Wednesday, May 27, 2026

Gone to Feed the Roses

 I suppose there are basically two attitudes to death (and really just about everything else)—both of which are true, so far as they go. William James called them the healthy-minded and the sick. (And he made no secret of his greater affinity for the sick-souled way of seeing the matter.)

The healthy-minded say: "I accept the universe." They say: "death is a part of life." They say: "What death? Does not death bring forth new life? Does not the corpse of one being provide food and nutriment for the sprigs and branches of new life?"

Walt Whitman held the healthy-minded view of the matter: "The smallest sprout shows there is really no death," he wrote.  

And indeed, I suppose this is true, up to a point. Each of us is part of a larger "Tree of Life," as Samuel Butler also insisted. One leaf or branch may whither and die, but the tree as a whole goes on. In this sense, death is an illusion. 
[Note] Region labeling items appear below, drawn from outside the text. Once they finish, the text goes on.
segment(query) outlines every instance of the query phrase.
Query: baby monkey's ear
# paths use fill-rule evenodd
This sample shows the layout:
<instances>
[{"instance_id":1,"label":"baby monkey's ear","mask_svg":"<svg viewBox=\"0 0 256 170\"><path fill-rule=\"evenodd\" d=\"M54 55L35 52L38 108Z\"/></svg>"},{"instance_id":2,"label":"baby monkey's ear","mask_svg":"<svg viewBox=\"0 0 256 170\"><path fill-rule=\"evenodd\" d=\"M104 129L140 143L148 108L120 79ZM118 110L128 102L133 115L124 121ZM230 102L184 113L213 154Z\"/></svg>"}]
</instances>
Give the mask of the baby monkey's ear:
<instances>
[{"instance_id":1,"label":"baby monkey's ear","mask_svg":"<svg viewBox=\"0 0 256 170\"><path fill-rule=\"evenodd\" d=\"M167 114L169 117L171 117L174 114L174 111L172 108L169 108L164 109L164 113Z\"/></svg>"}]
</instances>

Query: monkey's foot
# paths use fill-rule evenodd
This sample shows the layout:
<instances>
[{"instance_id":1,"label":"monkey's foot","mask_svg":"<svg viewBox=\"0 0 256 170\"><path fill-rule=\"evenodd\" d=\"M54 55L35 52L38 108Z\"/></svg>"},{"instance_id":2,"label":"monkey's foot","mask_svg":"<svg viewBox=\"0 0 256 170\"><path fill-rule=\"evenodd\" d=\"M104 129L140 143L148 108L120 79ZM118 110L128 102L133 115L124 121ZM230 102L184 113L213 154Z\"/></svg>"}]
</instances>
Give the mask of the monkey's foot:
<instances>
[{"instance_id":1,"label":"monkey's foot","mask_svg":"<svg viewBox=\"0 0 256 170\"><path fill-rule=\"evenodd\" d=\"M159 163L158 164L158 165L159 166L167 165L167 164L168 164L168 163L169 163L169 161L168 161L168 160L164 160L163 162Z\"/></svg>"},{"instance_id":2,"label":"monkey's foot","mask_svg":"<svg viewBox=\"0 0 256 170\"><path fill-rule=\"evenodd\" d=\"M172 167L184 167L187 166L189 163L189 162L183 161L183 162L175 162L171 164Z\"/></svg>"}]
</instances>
This was my dad's own attitude to death, by the way. He was the most healthy-minded spiritual person I've ever met. And so, in mourning his passing, I feel I ought to do justice to the truth that is in the healthy-minded view. 

I ought to agree with Whitman and just stop there: 

What do you think has become of the young and old men?

  And what do you think has become of the women and children?

  They are alive and well somewhere [...]

But there is a part of me too that sees the countervailing truth that Edna St. Vincent Millay gave voice too: namely, that a sprout only goes so far. 

Even if it's true that the passing of one generation will make may for the next; even if my dad will die, but his body may feed the new twigs and leaves—I'd still rather have him. 

The answers quick and keen, the honest look, the laughter, the love,—

They are gone.  They are gone to feed the roses.  Elegant and curled

Is the blossom.  Fragrant is the blossom.  I know.  But I do not approve.

More precious was the light in your eyes than all the roses in the world, Millay wrote. Or sprouts, for that matter. Or trees. 

William James, too, while trying to acknowledge the value in the healthy-minded worldview, felt that it couldn't fully justify the universe as we find it. 

"Some evils, indeed, are ministerial to higher forms of good; but it may be that there are forms of evil so extreme as to enter into no good system whatsoever," James wrote. 

And in truth, I agree with him. Not every loss is compensated by a gain. Not every evil seems justified by some ultimate good. 

And too many times, what poor compensation there is just seems inadequate. A rose, sprout, or bush is not worth one father. 

But if there is any truth to the health-minded view of death, where might we find it? I guess I know that in order for dad's life to have had a beginning, it must also finally have an end. 

And if there were never an end, as D.H. Lawrence pointed out, how terrible it would be to have a beginning at all. 

I know all that. I know. But that doesn't mean it's good enough. "I know," Millay wrote. "But I do not approve. And I am not resigned."